Suara Sungchan terdengar pelan. "Kau pulanglah, kasihan noona sendiri"
"Jangan mengombang ambingkan ku hehe" Senyum tipis ditunjukkan Luhan. "Anak itu baru saja mengatakan agar aku tetap disini. Ia bilang ia akan mengunci pintu rumah dari dalam"
"Psh.. dasar noona"
Hening kembali menyeruak setelahnya. Suara yang terdengar hanya helaan nafas keduanya. Sungchan menoleh ke arah Luhan yang masih dengan tenang menunggu. Meski ia terlihat seperti anak hilang yang tak tahu harus berbuat apa, tanpa ia sadari sudut bibirnya bergerak naik. Tingkah Luhan yang kekanak-kanakan itu selalu membuatnya tersenyum, meski ia tidak pernah terang-terangan melakukannya di hadapan Luhan. Ia merasa aman hanya dengan kehadiran namja itu disampingnya. "Aku lupa menawarkan minum untuk mu", Sungchan ingin mengambilkan minum untuk luhan "Kau mau minum apa?" Tanya Sungchan.
"Eumm..", Luhan ikut berdiri. Ia berdiri tepat dihadapan Sungchan. "Aku.. tidak haus, aku.. ingin"

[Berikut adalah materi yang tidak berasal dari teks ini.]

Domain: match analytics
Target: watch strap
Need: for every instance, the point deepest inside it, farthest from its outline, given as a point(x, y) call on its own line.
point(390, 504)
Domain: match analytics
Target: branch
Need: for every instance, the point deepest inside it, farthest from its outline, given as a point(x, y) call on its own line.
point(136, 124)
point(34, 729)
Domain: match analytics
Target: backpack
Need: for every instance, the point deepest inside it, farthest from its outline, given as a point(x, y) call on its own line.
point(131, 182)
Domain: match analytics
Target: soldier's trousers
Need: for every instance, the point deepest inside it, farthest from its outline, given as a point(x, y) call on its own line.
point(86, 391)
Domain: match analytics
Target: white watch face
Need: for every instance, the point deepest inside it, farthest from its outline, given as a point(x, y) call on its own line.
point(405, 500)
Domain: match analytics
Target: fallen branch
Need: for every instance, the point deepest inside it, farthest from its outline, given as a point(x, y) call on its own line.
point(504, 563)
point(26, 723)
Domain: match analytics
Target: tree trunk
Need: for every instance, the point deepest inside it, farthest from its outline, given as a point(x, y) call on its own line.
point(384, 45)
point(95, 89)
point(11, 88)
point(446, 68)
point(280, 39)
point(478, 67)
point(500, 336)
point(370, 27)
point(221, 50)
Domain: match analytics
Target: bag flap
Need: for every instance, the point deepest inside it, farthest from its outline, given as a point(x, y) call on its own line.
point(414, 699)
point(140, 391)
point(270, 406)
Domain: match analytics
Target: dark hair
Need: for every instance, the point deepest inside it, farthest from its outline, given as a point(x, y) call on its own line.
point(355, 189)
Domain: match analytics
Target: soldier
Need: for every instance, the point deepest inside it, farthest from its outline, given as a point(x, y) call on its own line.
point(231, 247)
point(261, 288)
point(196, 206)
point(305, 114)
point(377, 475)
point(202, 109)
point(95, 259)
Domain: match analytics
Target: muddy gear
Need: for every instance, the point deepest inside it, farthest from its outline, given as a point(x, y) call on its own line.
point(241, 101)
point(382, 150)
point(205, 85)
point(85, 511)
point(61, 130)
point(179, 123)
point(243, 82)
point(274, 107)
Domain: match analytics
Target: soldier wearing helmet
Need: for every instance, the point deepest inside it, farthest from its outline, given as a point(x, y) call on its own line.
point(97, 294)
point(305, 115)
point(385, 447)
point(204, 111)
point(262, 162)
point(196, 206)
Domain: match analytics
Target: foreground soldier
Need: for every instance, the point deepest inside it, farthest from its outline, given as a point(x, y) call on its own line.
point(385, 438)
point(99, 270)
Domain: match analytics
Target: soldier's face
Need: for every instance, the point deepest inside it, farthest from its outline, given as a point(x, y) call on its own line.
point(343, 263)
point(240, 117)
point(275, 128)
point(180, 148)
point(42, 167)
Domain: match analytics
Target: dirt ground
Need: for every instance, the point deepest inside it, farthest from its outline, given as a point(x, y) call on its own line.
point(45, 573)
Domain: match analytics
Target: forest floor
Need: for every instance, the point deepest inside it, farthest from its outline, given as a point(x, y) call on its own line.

Luhan belum menyelesaikan ucapannya. Seakan mengerti, Sungchan mengambil jaketnya di sofa. Ia merogoh saku pada jaket tersebut. Saku jaket Sungchan menggembung, berisi sesuatu. Ia mengambil salah satunya dari sana. Permen. Benda itu yang disimpan Sungchan dalam sakunya. Ia membuka bungkus permen yang baru saja ia ambil. Wajahnya tak menunjukkan ekspresi yang berarti, selayaknya Sungchan. Setelah membuka bungkus permen, ia menyodorkan permen itu pada Luhan.
"...."
"Buka mulut mu" , Ujar Sungchan datar.
"Shireo" Tolak Luhan. "Aku ingin rasa lain", Luhan merogoh sendiri kantung jaket Sungchan tanpa izin sang pemilik.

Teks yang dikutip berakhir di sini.